Publicada

Las claves

El niño de 4 años agredido sexualmente en un centro público de Navarra por otro interno de 16 años, no debería haber estado acogido en ese lugar. Así lo han reconocido los servicios sociales del Gobierno foral a la madre del niño.

A la mujer se lo transmitió una representante del Servicio de Acogimiento Familiar de la Agencia Navarra de Autonomía y Desarrollo de las Personas, dependiente del Departamento de Derechos Sociales, en una reunión celebrada el pasado 23 de enero.

Según ha podido saber EL ESPAÑOL, la funcionaria admitió a la madre durante ese encuentro que "se podían haber hecho las cosas de otra manera", en relación con el caso de agresión sexual, que ya está en manos de la Fiscalía.

El suceso, según ha avanzado este periódico, tuvo lugar el pasado 17 de enero. Ocurrió en el centro Lagunetxea, gestionado por la Fundación Amigó y ubicado en Mutilva, a cinco kilómetros de Pamplona.

Se trata de un centro tutelado por el Gobierno foral, presidido por la socialista María Chivite.

"Nadie quiere ni espera que ocurran estas cosas, pero a veces ocurren", le dijo a la madre la representante de los servicios sociales en esa reunión, según la conversación a la que ha accedido este periódico.

La madre, de 30 años, tiene la patria potestad suspendida. Su hijo pequeño se encuentra bajo la tutela del Gobierno navarro desde diciembre de 2024, después de que la Administración declarara su situación legal de desamparo.
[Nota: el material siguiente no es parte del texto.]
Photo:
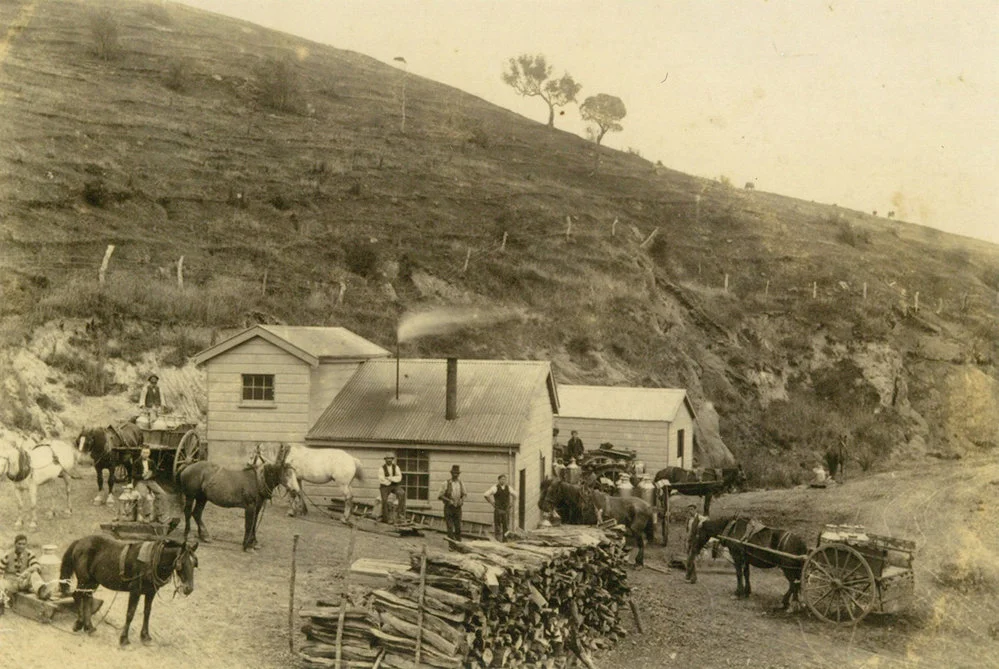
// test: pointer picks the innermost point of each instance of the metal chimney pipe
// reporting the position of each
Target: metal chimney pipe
(451, 397)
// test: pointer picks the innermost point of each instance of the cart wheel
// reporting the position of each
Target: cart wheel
(838, 584)
(189, 450)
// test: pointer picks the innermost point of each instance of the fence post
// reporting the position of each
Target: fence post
(104, 263)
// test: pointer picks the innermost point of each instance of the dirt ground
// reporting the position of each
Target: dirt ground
(238, 613)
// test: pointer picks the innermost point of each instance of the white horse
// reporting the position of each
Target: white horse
(48, 461)
(324, 465)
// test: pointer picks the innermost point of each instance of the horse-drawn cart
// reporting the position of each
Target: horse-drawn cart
(173, 446)
(850, 572)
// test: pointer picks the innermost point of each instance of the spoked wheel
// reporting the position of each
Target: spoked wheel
(838, 584)
(189, 450)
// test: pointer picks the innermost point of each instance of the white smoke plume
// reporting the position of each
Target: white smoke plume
(448, 320)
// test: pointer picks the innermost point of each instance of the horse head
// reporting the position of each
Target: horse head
(184, 565)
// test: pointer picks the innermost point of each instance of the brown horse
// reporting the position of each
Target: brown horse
(751, 543)
(249, 489)
(135, 568)
(114, 448)
(580, 505)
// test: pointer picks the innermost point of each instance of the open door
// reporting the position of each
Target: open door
(521, 503)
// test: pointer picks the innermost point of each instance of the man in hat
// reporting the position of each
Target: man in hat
(574, 449)
(144, 482)
(501, 497)
(453, 495)
(21, 572)
(389, 483)
(151, 401)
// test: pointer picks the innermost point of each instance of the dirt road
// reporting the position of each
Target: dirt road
(238, 613)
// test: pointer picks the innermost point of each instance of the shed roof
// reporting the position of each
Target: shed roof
(621, 403)
(309, 344)
(493, 403)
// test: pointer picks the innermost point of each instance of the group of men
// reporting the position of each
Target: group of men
(453, 494)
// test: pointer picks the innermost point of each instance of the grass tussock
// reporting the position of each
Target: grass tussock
(223, 301)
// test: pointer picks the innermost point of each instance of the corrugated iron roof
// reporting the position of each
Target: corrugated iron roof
(309, 344)
(620, 403)
(328, 342)
(494, 401)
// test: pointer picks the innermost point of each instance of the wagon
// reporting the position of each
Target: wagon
(174, 447)
(851, 572)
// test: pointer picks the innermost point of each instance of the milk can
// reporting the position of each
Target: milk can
(573, 472)
(646, 490)
(624, 487)
(49, 563)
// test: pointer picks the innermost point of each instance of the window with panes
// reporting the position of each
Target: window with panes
(415, 466)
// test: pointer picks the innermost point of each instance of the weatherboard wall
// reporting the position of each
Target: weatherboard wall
(234, 426)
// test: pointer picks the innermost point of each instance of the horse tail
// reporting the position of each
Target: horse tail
(66, 569)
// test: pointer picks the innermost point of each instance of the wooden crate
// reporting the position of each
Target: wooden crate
(44, 611)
La madre se quejó de que su hijo no tenía que estar en un piso tutelado y "mucho menos cuando hay tantos niños mayores". 

"Él es el más pequeño y no se pueden hacer cargo de él porque no le dan la atención que necesita para la edad que tiene", protestó.

En un momento dado, la madre mostró su malestar por la gestión del caso y llegó a calificar a los responsables de los servicios sociales como "ineptos".

Ahí la funcionaria le pidió rebajar el tono y le dijo que "validamos ese enfado y no podemos estar más de acuerdo".

"Un niño de 4 años no tiene que estar en un piso ni en una residencia", reconoció. "Atendiendo a su edad, es cierto, no tiene que estar donde está".

La representante de los servicios sociales le admitió que, por su edad, el menor "necesita una familia" y que desde el Servicio de Acogimiento Familiar se había explorado "toda la red sociofamiliar extensa" antes de su ingreso en el centro.

También le trasladó que se había intentado encontrar una familia de acogida, aunque por el momento no había ninguna "disponible".

Eso "no significa que no se estén buscando familias" para que el niño "deje de estar en la residencia y pueda estar en una familia", le dijo.

"Medidas adecuadas"

Durante esa reunión, la funcionaria defendió la actuación del centro tras el incidente porque "desde el hogar han tomado las medidas que tenían que tomar, adecuadas, dadas las circunstancias".

El mismo día que tuvo lugar el caso de presunta agresión sexual, el menor fue ingresado en el Hospital Universitario de Navarra para ser evaluado, pero la madre no fue informada de lo ocurrido hasta el día siguiente.

Fue notificada a través de un mensaje de whatsapp, donde se le comunicaba que el menor se encontraba "muy bien, tranquilo y cuidado en todo momento",

Y que había sido ingresado "de manera preventiva" tras "unas verbalizaciones que por su edad y contenido conviene que valoren los profesionales".

En ningún momento se le explicó a la madre el origen del traslado hospitalario.

Ya el lunes 19 de enero, la llamó una de las educadoras del centro, M.G.C., y ahí sí le comunicó que lo que había sucedido "puede ser una agresión sexual".

Le dijeron que no sabían "ni lo que ha pasado ni cómo ha pasado", porque no lo habían visto, y que actuaron tras escuchar el testimonio del pequeño.

Tras el incidente, el centro decidió separar a los menores.

El centro donde se produjeron los hechos, según su página web, cuenta con 12 profesionales de atención directa y un equipo técnico compartido que incluye una directora, dos técnicos de familia, un terapeuta individual y un terapeuta.